A NORC comment is used to have rulecheck ignore violations reported for the same line the comment is on. The NORCNEXTLINE comment will cause rulecheck to ignore violations on the next line.
Both comments must include an open and closed parenthesis containing either the '*' character or a comma separated list of rules to be ignored. Use of the '*' character will cause all rules to be suppressed.
For example:
// Ignore all violations on the line:
void myFunction1(int a); // NORC(*)
// Ignore all violations on the next line:
// NORCNEXTLINE(*)
void myFunction2(int a);
// Specific rules can be ignored:
// NORCNEXTLINE(myrulepack.rule1, myrulepack.rule2)
void myFunction3(int a);
// Comments after the closing parenthesis may contain any text.
// It is good practice to justify the suppression.
void myFunction4(int a); // NORC(myrulepack.function\_name\_prefix): Function name required for backward compatibility.
Note that whitespace between NORC/NORCNEXTLINE and the opening parenthesis are not allowed.
- to be written (Feature is implemented.)
- to be written
This section will describe the concept of rulepacks and provide a bit of the technical context for how they work (python path).
rulecheck intentionally does not support modification of the files parsed.
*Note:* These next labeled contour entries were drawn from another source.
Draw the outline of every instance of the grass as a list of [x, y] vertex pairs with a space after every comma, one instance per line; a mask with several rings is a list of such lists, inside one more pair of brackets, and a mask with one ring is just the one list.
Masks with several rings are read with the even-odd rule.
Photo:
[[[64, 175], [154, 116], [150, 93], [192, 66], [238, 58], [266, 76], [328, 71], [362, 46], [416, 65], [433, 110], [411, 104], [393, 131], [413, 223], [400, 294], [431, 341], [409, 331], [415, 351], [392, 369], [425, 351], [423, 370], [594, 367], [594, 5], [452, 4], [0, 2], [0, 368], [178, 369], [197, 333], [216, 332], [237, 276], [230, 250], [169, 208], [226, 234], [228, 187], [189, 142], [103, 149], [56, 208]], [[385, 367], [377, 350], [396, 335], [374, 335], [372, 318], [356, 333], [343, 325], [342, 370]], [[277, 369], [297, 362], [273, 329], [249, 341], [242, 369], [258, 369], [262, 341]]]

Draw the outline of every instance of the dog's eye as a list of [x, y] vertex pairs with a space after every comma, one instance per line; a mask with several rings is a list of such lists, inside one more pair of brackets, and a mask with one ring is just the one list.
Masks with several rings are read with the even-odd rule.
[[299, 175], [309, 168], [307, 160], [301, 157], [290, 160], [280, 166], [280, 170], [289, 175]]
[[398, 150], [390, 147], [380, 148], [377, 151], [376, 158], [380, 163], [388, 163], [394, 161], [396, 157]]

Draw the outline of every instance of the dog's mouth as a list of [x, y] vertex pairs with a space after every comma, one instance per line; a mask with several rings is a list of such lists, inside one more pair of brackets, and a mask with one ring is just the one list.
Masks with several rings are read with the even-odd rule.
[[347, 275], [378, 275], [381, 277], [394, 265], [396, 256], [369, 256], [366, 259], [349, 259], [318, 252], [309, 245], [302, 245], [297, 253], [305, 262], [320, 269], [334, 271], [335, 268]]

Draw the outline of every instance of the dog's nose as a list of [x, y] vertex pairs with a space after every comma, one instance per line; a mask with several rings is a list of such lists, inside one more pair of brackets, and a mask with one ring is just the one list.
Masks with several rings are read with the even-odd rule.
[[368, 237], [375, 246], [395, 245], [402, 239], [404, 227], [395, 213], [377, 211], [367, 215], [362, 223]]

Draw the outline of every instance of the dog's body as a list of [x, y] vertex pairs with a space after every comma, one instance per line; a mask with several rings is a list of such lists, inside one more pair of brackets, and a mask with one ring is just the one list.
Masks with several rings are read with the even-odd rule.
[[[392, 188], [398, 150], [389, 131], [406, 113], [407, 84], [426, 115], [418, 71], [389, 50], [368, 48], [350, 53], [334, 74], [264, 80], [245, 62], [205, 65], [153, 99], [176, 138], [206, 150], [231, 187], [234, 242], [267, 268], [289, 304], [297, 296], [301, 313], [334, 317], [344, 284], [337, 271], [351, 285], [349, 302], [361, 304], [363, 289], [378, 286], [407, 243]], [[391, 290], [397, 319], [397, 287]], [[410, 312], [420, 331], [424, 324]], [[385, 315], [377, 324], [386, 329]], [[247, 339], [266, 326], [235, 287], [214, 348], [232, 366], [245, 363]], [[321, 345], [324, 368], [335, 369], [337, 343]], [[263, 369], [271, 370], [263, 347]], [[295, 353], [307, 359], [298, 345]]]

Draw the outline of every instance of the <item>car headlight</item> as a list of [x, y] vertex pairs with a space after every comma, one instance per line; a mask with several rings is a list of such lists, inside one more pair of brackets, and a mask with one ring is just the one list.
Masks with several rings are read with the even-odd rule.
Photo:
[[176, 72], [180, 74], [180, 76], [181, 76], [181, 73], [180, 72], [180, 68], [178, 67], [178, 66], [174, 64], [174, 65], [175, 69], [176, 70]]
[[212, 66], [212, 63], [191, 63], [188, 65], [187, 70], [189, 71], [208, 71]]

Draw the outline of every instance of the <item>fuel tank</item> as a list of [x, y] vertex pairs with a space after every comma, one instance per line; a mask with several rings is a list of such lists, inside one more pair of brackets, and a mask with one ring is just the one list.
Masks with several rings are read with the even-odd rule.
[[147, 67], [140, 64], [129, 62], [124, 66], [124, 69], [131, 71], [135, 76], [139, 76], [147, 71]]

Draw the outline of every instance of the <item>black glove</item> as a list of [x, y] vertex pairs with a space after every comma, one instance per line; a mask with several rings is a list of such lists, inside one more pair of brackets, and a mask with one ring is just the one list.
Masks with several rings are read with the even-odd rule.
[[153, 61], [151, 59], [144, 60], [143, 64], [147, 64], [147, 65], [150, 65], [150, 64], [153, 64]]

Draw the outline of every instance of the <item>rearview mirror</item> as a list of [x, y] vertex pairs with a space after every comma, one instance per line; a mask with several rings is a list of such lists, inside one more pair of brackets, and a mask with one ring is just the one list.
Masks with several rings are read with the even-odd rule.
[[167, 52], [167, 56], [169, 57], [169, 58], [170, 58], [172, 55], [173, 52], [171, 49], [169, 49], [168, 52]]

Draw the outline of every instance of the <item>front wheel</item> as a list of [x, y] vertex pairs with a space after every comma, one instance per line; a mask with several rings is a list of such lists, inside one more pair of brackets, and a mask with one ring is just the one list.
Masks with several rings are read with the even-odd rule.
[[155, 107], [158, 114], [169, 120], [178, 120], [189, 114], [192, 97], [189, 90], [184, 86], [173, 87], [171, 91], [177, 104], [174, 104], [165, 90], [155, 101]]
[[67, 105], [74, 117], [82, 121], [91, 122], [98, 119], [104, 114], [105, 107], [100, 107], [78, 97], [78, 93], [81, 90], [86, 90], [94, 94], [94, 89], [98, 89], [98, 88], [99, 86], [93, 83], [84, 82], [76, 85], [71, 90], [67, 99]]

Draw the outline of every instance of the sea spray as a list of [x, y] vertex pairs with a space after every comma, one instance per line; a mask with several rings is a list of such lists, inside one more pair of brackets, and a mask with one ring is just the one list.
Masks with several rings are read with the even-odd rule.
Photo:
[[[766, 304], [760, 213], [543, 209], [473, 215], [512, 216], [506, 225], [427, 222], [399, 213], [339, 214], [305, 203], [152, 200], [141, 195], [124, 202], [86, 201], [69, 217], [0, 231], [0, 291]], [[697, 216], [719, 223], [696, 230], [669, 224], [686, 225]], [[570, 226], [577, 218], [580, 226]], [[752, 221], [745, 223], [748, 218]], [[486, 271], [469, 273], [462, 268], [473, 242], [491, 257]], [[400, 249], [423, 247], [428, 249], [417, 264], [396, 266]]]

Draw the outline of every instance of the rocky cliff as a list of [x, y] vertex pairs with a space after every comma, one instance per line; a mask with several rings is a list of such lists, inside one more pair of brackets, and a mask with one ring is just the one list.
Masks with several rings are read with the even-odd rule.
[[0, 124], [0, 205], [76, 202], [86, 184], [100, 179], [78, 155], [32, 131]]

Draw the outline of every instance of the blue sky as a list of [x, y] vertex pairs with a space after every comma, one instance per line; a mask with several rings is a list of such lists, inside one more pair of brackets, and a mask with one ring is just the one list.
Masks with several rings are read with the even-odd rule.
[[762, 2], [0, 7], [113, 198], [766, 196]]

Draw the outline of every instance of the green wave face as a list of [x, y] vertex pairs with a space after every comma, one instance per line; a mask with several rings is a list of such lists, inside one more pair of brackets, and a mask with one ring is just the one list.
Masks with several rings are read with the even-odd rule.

Doing so would require rulecheck to repeatedly run modified files through all rules until no new log messages were produced. However, a modification made by one rule could trigger another rule to be violated. Thus, the execution might never terminate. In addition, many coding standard rules that can be automatically fixed deal strictly with whitespace and there are already many tools and IDEs that support formatting of whitespace to any imaginable standard.